I’ve been doing this new thing where I allow myself to get my hopes up. I talked about it recently on Storyline and you should read that post first in order to fully understand this one. The problem with allowing myself to get my hopes up means I’m allowing myself to get disappointed. The problem with getting disappointed is that I feel disappointed, and the problem with feeling disappointed is that it doesn’t feel good.

Think about it, the last time you felt genuine disappointment. You had hoped something would happen and it didn’t. For me, now that I’m allowing this disappointment thing into my life, I’ve noticed that I’ll feel it in my whole body. I walk around a little slower, I actually “hang my head.” I reach for a cup in the cabinet at a glacial pace, fill it up with water, slink back to my couch, slip slowly. It doesn’t even taste good.

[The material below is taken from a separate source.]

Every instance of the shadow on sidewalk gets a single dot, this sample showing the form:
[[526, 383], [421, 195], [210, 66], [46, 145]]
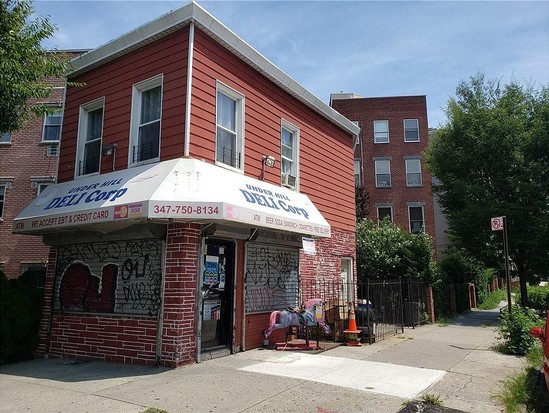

As I said in the Storyline post, Dr. Brene Brown talks about how living with disappointment is easier than feeling disappointment. I get this now. Because when I lived in it, I did not have the high of hope to come off of. There was less distance to fall. Now, I feel it when I hit the ground. But as hard as it hurts, I know that what I’m gaining is future joy. Because we can not selectively feel emotions, says Brown. When we numb disappointment, we numb joy. But when we feel disappointment, we feel joy.

So that leaves us with the question of what to do when we are feeling the disappointment as we sit on the couch with the cold glass of water that took us 8 minutes to fill up. This is what I’m figuring out now and I think the answer is to press in. Don’t shove the emotion away and pretend it’s not there. Allow yourself to feel it. Kind of like grieving. Maybe exactly like grieving.

The pain of disappointment is real and deep no matter how petty the circumstance may seem. I once ran up to my room crying when I was in high school because I had just discovered I had been wait-listed at a college I didn’t even want to go to in the first place. It’s just a real reaction and pressing in allows us to feel it, and somewhere deep down you know you’ve felt it before and it doesn’t last forever. It’s like a toddler. A two-year-old reacts dramatically when disappointed with tears and cries, but 30 minutes later he’s bounced back and happy again. Maybe the kids have it right.

We forget how buoyant we are. We forget that we’ll wake up, maybe tomorrow, and the joy will have crept back in.